For those of you old enough to remember the 1985 film – The Jewel of the Nile – you may remember the film’s theme song “When the going gets tough, the tough get going” which became a number 1 hit for singer, Billy Ocean
Interestingly whilst the film has probably been forgotten or is unknown to younger generations, I still hear people using the phrase “When the going gets tough, the tough get going”. I think that is because resilience is a human trait that we all recognise and respond to regardless of age, gender, culture, etc. That’s why stories of people overcoming huge odds to succeed are so popular and emotionally moving.
As a leader, resilience is probably the trait you will need the most. When things are difficult or tough, you have to be able to keep calm and find solutions. You have to be able to bounce back quickly when things to wrong. You have to keep going even if it feels like everything and everyone is against you.
Why do you need this trait the most? It’s because when you are a leader, you will be the first to be criticised when things don’t go well, even if it isn’t your fault, and the last to be praised when things do go well. You will be criticised when you try something new because change can feel threatening or because it is new. It doesn’t matter how much success you have had in the past, that will be forgotten if you make a mistake. And it isn’t just me saying that.

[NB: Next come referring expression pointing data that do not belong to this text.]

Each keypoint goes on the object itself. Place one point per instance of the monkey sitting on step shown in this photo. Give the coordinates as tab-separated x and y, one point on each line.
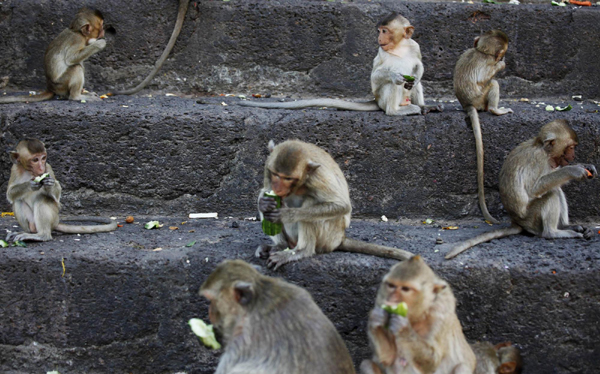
270	326
530	187
64	57
315	209
398	56
36	203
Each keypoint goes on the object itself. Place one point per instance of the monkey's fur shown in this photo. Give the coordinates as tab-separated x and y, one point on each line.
270	326
530	187
316	214
476	90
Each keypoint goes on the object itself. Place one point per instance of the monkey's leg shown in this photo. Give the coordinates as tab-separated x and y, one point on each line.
494	100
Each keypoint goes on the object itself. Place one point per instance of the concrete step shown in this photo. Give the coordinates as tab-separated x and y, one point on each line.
121	305
309	47
166	155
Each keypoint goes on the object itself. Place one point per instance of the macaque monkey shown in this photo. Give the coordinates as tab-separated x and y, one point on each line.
430	338
270	326
315	209
36	204
398	55
64	57
530	187
183	5
476	89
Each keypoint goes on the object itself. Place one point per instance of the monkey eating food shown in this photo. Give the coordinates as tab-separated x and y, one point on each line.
395	78
36	202
530	187
64	57
476	89
270	326
315	208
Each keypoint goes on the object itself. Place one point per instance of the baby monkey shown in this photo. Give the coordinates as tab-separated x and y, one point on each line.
315	208
64	57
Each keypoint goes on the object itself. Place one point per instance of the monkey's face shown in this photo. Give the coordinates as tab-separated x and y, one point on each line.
36	164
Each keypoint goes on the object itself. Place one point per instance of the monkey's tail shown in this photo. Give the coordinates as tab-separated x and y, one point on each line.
368	106
479	149
496	234
183	5
46	95
108	225
357	246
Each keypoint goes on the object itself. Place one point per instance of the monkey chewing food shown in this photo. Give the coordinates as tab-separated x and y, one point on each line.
41	177
400	309
204	332
269	227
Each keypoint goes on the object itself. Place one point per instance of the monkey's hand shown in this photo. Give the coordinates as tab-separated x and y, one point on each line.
267	204
397	324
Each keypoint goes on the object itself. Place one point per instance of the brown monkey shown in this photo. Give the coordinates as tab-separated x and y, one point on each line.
315	208
476	89
183	5
270	325
398	55
36	204
530	187
64	57
430	338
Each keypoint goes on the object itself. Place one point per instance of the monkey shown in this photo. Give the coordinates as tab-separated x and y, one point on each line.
430	338
270	326
64	57
315	209
36	204
530	187
398	55
476	89
183	5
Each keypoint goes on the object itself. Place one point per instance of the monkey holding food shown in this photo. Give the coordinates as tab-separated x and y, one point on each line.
530	187
64	57
429	338
34	194
476	89
315	208
270	325
395	78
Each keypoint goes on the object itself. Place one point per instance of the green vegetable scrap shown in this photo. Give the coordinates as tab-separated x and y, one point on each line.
41	178
269	227
400	309
205	332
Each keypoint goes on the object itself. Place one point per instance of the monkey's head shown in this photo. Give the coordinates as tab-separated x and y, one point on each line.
230	288
559	141
412	282
31	155
392	30
493	43
288	167
90	23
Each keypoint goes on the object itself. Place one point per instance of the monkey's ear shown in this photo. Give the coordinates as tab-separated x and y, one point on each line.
311	167
244	292
14	157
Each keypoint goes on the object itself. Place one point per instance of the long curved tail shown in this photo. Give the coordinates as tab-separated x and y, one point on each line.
108	225
368	106
357	246
496	234
46	95
472	112
183	5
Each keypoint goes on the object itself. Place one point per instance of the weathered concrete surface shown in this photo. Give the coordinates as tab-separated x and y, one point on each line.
172	156
122	307
308	47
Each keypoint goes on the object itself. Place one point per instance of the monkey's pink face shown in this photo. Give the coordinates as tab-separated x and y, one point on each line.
37	164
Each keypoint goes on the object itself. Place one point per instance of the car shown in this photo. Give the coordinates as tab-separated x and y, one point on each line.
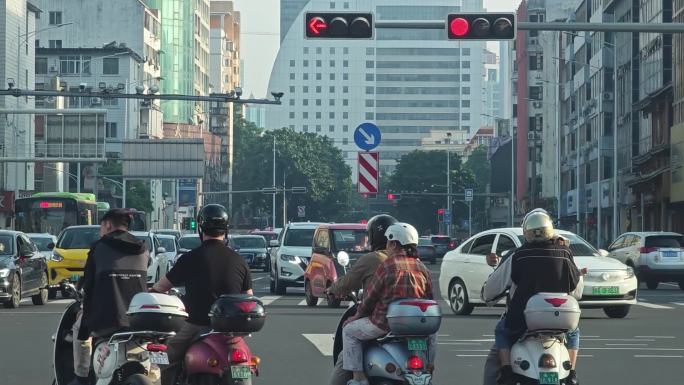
427	250
330	242
290	254
23	270
69	255
45	243
170	244
609	284
253	248
655	256
159	264
176	233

In her book, ‘It’s Tough at the Top’ Debra Allcock Tyler, chief executive of the Directory of Social Change, drew on her extensive experience of the voluntary sector. In her words
Chief executives in the voluntary sector aren’t seen as human and nobody likes them. They are criticised, sometimes fairly, sometimes unfairly, the moment they step into a senior role. It’s a very, very lonely job
It isn’t just Charity CEOs who find it tough. It truly is tough at the top for leaders in an increasingly complex, global world where the pressure to deliver on limited resources is strong. We see leaders who may have had hundreds of success stories in their career, be brought down by one mistake.
I don’t want this to sound like a whinge fest. Despite the disadvantages, I feel extremely lucky to have had the opportunity to become a CEO and wouldn’t want to do anything else at this stage of my life. Why?
1) By being a CEO, I can give others the opportunity to be brilliant. There is nothing more personally satisfying than seeing good people who are junior to me, develop into being even better.
2) I can use my skills and hard earned experience to help shape the direction of my charity. How brilliant is that?
3) I have the privilege of being the person who gets to see the whole picture first.
Finally, let me share with you what helps me when things get tough (and it isn’t singing the Billy Ocean song).
1) Having a good support system and not being afraid to talk to them about what I am finding difficult.
2) Walking the dogs on Hampstead Heath on my own.
3) Remembering all the truly inspiring men and women I have had the huge privilege to know, who, despite facing circumstances that most ordinary people would find daunting obstacles, have kept going.
To end there is a quote by Theodore Roosevelt that I know a number of people, including myself, have read or re-read when the criticism can feel too much and which pretty much sums it up for me.
It is not the critic who counts, not the man who points out how the strong man stumbled, or where the doer of deeds could have done better. The credit belongs to the man who is actually in the arena; whose face is marred by the dust and sweat and blood; who strives valiantly; who errs and comes short again and again; who knows the great enthusiasms, the great devotions and spends himself in a worthy cause; who at the best, knows in the end the triumph of high achievement, and who, at worst, if he fails, at least fails while daring greatly; so that his place shall never be with those cold and timid souls who know neither victory or defeat.